The picture painted appears quite bleak, but these strategies have given teachers a way forward.  The current context in primary education in England is that government targets must be met.  This has led to a classic ‘high-stakes’ testing culture, because the measure used is the number of Level 4s achieve in Key Stage 2 tests.  Inevitably, as with all high stakes testing, this has led to a narrowing of the curriculum and frequent teaching to the test, especially in Year 6.  Ironically, if the national emphasis were on formative assessment, and if funding reinforced that emphasis, the government targets would probably be met via formative strategies being universally applied in our classrooms.  It is by good teaching and learning that standards rise, not by summative or short-term measures to boost attainment – as has been proven by the Black and Wiliam research trawl.

 The current OFSTED Handbook reflects the new emphasis on formative assessment in its key paragraph on assessment:

Do teachers assess pupils’ work thoroughly and use assessments to help and encourage pupils to overcome difficulties?

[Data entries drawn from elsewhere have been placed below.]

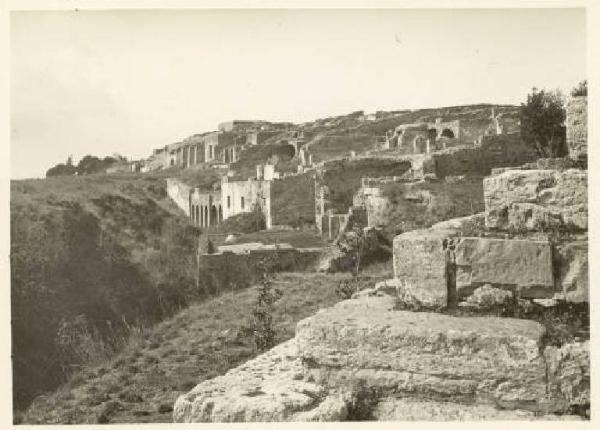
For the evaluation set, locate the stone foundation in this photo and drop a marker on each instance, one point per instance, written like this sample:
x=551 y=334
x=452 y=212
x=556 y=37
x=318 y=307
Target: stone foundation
x=407 y=365
x=536 y=200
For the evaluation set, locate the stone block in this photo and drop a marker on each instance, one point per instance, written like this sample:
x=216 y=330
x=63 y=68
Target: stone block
x=518 y=265
x=536 y=200
x=571 y=261
x=569 y=373
x=424 y=353
x=267 y=388
x=420 y=265
x=577 y=127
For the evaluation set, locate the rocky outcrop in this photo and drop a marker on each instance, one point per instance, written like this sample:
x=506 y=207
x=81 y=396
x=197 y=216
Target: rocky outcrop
x=421 y=265
x=363 y=356
x=520 y=265
x=269 y=388
x=536 y=200
x=571 y=261
x=577 y=127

Your judgments about teachers’ assessment of their pupils should focus on how well teachers look for gains in learning, gaps in knowledge and areas of misunderstandings, through their day-to-day work with pupils.  This will include marking, questioning of individuals and plenary sessions.  Clues to the effectiveness of formative assessment are how well the teachers listen and respond to pupils, encourage and, where appropriate, praise them, recognize and handle misconceptions, build on their responses and steer them toward clearer understanding.  Effective teachers encourage pupils to judge the success of their own work and set targets for improvement.  They will take full account of the targets set out in individual education plans for pupils with special educational needs. 

 (Handbook for Inspecting Primary and Nursery Schools,

OFSTED, 2000)

We need both summative and formative assessment, not one or the other, because they both fulfill different, parallel purposes, as the gardening analogy shows.   Making clear the difference between these purposes is of prime importance in helping teachers understand what is important and when each should be used.  I recommend that assessment policies are divided into two sections, describing firstly the summative measures in place in the school and secondly formative strategies.

Summative assessment

 Current practice tends to consist of the following:

  • Baseline testing on school entry;
  • Statutory end-of-key-stage tests;
  • Non-statutory ‘optional’ tests;
  • Commercially produced tests, if chosen by the school;
  • School and class tests, created by teachers;
  • End-of-key stage Teacher Assessment levels;
  • End-of-year levels or sub-levels for individual children, currently tracked to see whether children are in line with projected targets for Year 6;
  • Any other summative information about performance in the school.

Formative assessment

Practice drawn from the research base tends to consist of the following:

  • Clarifying learning intentions at the planning stage, as a condition for formative assessment to take place in the classroom (chapter 1);
  • Sharing learning intentions at beginnings of lessons (chapter 2);
  • Involving children in self-evaluation against learning intentions (chapter 3);
  • Focusing oral and written feedback around the learning intentions of lessons and tasks (chapter 4);
  • Organizing individual target setting so that children’s achievement is based on previous achievement as well as aiming for the next level up (ipsative referencing) (chapter 5);
  • Appropriate questioning (chapter 6);

Raising children’s self-esteem via the language of the classroom and the ways in which achievement is celebrated (chapter 8).